Peut-on me dire ce qu'est, ce que représente et comment s'articule exactement aujourd'hui l'Europe de la Défense? D'ailleurs, avec le "NON" irlandais, qui peut me dire ce qu'est et ce que va devenir la Diplomatie Européenne, préalable institutionnelle à toute idée de défense ou d'engagement?

L'OTAN née de l'après-guerre a évolué pour compenser dès 1949(déjà)les carences de l'ONU, encourager une paix active et la coopération entre états membres, rompant d'ailleurs avec l'isolement traditionnel des Américains. La France n'était pas membre de l'OTAN mais demeurait membre de l'Alliance Atlantique au motif d'indépendance voulue par le Général DE Gaulle sur la force de frappe nucléaire, empêchant ainsi toute action directe des américains sur les forces armées françaises. Cette organisation agit en outre sur la base du consensus (unanimité). Aujourd'hui, les 25 Etats membres sont-ils tous affidés des Etats Unis d'Amérique? L'Otan est-elle ce gendarme du monde, craint par certains? Avec quels moyens, quelle volonté politique?

Intégrer le commandement et l'organisation de l'OTAN, n'est-ce pas là une autre logique d'amorce d'une Europe de la Défense en panne?
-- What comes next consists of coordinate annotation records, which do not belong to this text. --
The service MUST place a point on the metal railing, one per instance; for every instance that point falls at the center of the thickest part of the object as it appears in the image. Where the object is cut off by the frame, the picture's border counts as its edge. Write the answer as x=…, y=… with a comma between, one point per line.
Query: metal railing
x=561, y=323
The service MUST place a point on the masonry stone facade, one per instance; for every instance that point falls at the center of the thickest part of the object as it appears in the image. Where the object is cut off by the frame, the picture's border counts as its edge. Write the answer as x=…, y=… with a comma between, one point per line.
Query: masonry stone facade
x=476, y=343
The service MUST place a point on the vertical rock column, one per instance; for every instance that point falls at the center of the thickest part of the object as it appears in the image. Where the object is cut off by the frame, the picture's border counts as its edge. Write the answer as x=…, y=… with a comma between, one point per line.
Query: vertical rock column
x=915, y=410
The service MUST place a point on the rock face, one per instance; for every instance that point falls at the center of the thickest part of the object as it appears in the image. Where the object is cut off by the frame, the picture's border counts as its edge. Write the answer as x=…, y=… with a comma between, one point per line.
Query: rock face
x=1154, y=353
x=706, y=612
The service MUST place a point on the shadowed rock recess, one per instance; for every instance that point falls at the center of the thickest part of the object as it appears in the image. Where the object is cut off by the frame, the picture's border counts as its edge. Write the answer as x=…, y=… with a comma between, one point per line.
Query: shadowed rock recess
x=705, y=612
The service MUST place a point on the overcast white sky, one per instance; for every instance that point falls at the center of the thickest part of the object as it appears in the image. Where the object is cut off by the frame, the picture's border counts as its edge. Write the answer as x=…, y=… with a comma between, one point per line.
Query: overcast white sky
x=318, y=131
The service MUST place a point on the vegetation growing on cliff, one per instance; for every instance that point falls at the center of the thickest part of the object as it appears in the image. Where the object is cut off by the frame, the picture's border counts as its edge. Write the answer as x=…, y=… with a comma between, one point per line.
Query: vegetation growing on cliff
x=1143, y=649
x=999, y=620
L'intervention au Kosovo ne fut-elle pas d'ailleurs une initiative de l'Organisation?

Revenir sur l'histoire en brandissant un "slogan gaulliste" (ce qui est tout de même "délicieux" venant de la part d'une gauche socialiste et communiste) est réducteur et mensonger; On ne peut s'affranchir des réalités des époques; les comparaisons avec l'actualité sont sinon mensongères au moins trompeuses. Qu'en pensez-Vous?